Thursday’s presidential election in Zambia, a landlocked southern African country is being played out as a match between incumbent President Edgar Lungu, 64, and his long-time rival Hakainde Hichilema, 59.
Who are these two men?
Edgar Lungu, the incumbent
A lawyer by training, the man who describes himself as an “ordinary Zambian of modest origins” has developed a willingly repressive intransigence towards his opponents during his six years in power.
He narrowly defeated his main opponent Hakainde Hichilema twice (2015 and 2016) after the death in office of his predecessor Michael Sata, for whom he was defence minister.
The Patriotic Front leader entered politics as an obscure parliamentarian for the United Party for National Development (UPND), the party now led by his opponent Hichilema, which he left in 2001.
Tall and slim, with a personable personality, he initially built on the popularity of his charismatic predecessor. And people in the townships of Lusaka remember that he regularly came to have drinks with them before he became president.

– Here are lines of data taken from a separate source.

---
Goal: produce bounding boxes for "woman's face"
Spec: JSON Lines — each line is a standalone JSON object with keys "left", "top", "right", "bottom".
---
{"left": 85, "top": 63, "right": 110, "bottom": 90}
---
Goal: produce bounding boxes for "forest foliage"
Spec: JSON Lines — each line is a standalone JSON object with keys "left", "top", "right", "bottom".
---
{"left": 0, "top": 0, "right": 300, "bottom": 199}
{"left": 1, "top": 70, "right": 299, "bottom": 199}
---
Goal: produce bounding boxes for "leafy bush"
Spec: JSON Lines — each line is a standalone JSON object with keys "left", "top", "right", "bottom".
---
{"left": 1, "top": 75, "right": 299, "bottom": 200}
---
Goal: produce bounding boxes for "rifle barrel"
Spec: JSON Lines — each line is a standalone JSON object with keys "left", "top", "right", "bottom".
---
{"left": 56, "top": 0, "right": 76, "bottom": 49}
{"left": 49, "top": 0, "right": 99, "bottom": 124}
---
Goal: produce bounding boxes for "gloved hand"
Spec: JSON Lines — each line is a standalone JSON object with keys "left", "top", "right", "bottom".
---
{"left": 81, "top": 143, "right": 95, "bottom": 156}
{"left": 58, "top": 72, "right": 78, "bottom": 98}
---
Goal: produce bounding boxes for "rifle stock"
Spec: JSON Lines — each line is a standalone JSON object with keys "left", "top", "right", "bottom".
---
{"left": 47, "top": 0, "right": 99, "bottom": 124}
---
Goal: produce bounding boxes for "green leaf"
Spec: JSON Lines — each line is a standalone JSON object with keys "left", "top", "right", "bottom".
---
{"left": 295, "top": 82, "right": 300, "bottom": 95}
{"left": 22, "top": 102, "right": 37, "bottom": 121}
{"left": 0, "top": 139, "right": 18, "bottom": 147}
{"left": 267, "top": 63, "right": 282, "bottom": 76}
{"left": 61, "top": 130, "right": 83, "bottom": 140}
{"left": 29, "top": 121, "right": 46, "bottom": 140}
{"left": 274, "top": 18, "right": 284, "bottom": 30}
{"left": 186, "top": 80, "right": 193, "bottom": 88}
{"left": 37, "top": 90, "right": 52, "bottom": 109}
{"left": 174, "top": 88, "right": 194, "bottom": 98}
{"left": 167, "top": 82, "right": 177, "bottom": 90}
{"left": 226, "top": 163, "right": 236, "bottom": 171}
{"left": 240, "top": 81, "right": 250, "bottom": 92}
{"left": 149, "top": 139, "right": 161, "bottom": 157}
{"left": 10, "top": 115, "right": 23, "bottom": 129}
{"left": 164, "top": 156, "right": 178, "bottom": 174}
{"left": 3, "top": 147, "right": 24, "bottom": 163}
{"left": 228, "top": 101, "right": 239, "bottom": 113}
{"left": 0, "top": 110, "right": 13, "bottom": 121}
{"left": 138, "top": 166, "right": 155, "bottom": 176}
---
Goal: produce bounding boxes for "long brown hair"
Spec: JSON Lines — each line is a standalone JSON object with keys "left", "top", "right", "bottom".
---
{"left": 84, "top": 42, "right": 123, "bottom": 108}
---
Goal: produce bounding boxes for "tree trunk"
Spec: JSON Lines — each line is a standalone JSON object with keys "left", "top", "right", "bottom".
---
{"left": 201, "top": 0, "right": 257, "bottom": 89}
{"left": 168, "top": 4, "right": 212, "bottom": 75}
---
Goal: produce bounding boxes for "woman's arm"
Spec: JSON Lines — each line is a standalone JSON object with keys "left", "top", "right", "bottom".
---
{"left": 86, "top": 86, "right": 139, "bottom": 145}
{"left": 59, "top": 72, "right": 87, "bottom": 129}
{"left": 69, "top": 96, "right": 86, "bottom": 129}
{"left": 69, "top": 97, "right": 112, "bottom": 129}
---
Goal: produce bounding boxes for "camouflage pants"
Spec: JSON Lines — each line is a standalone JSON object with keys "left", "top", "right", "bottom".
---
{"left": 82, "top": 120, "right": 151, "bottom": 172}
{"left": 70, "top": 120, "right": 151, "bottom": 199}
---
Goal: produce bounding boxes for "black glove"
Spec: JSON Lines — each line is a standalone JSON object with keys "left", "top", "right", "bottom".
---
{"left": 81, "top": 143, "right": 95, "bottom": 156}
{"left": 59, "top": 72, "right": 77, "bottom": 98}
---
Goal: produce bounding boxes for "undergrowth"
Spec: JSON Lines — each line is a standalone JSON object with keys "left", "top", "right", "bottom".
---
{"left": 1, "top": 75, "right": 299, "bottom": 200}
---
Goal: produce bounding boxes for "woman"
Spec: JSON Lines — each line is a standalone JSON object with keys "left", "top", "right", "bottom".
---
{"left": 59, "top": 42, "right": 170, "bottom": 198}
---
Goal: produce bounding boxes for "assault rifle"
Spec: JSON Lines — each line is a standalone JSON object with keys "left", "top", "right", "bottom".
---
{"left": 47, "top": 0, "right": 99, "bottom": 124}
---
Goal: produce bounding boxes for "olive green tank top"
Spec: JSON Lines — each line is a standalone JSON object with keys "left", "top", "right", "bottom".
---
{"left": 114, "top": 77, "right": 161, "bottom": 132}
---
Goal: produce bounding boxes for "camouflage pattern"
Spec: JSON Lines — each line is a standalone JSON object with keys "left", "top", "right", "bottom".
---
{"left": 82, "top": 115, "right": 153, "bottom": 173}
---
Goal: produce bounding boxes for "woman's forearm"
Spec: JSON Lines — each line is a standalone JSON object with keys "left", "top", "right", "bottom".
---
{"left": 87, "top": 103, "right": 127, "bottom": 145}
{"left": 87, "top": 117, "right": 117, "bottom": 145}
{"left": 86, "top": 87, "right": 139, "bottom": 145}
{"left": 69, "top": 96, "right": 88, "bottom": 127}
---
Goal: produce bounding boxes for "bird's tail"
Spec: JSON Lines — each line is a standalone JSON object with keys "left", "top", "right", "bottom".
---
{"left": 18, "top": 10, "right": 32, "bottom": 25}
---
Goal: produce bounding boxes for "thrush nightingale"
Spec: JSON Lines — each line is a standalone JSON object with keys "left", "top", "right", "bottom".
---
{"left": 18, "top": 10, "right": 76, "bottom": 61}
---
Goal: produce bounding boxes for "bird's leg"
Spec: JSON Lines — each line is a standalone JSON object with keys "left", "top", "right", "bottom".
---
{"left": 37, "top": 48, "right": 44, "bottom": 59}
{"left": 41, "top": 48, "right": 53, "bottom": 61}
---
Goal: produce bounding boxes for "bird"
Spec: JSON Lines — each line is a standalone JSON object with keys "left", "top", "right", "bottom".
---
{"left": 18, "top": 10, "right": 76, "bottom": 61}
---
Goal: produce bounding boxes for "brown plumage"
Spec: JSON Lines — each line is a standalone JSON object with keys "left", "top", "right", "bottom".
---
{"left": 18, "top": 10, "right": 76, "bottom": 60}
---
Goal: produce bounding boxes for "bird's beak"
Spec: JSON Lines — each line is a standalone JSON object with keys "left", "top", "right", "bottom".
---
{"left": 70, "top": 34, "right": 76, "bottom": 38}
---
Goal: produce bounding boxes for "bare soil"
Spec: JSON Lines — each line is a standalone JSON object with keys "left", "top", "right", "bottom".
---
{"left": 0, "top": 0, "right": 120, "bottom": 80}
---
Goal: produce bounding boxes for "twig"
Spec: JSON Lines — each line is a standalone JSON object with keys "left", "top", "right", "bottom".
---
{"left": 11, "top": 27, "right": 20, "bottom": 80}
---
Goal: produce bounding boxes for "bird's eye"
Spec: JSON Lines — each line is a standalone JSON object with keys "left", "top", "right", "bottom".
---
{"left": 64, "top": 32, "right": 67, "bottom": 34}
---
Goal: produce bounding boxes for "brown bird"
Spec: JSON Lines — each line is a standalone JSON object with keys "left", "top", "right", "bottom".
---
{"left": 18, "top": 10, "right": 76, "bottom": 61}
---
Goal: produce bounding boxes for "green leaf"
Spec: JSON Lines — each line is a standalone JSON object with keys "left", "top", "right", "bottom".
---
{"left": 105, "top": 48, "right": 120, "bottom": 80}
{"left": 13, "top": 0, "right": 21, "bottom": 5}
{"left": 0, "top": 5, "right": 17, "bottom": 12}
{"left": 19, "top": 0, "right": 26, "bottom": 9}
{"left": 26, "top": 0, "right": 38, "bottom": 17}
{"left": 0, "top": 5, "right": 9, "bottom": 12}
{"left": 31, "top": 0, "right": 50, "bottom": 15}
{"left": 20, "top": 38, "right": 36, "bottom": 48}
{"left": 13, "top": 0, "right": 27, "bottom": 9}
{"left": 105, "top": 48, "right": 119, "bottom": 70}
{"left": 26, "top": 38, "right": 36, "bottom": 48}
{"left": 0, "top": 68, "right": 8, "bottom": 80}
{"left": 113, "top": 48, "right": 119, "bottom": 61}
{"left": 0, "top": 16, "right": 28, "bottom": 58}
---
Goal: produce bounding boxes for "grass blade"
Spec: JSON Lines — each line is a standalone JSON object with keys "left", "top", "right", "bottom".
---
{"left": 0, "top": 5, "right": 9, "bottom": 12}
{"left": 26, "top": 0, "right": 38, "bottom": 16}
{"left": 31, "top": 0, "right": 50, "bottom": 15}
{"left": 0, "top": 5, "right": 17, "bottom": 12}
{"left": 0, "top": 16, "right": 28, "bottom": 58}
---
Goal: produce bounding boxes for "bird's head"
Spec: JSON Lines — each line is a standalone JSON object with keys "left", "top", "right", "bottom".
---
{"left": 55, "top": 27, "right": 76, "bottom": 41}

In recent years, there have been increasing complaints that he is cracking down on dissent, partly to consolidate his power ahead of Thursday’s election. He allowed Hichilema to be jailed for four months after he challenged the 2016 presidential results and had some independent media outlets shut down.
Married with six children, he suffers from chronic achalasia, a condition caused by a narrowing of the esophagus, which caused him to suffer from vertigo in June, forcing the television to stop broadcasting a military ceremony.
This “simple boy who watched the cattle” is now a wealthy self-made businessman who is trying his luck for the sixth time for the presidency.
“HH,” as he is nicknamed, has lost every regular or early election held in the country since 2006, increasing his percentage of the vote with each attempt. The last time, in 2016, he lost by such a small margin that he contested the results, claiming the vote was stolen from him.
Arrested about 15 times since entering politics, he spent four months in solitary confinement for “treason” after refusing passage to a presidential convoy just after the 2016 election.
An eloquent speaker and always clean-shaven, Hichilema has campaigned skillfully on social media and worked hard to shed his elitist image, trading his tailored suits for more casual fatigues or jeans.
In an interview with AFP in May, he described himself as “an ordinary citizen, an ordinary African.
Born into a poor family in the south of the country, it was his “grit” and “determination” at school, he says, that earned him a crucial scholarship to the University of Zambia, from which he graduated in economics and business management, before extending his studies in England.
He started in real estate, gradually investing in finance, livestock, health and tourism. “HH” has served on the board of directors of several major Zambian companies.
This political “outsider” from the business world was catapulted to the head of the UPND party after the death of its former leader in 2006.
His campaign slogan is “Faka pressure” or “press for change” in local slang.
A Christian from the Tonga ethnic group, he is married and has three children. A patron of the arts in his spare time, he funds schools and pays school fees for underprivileged children.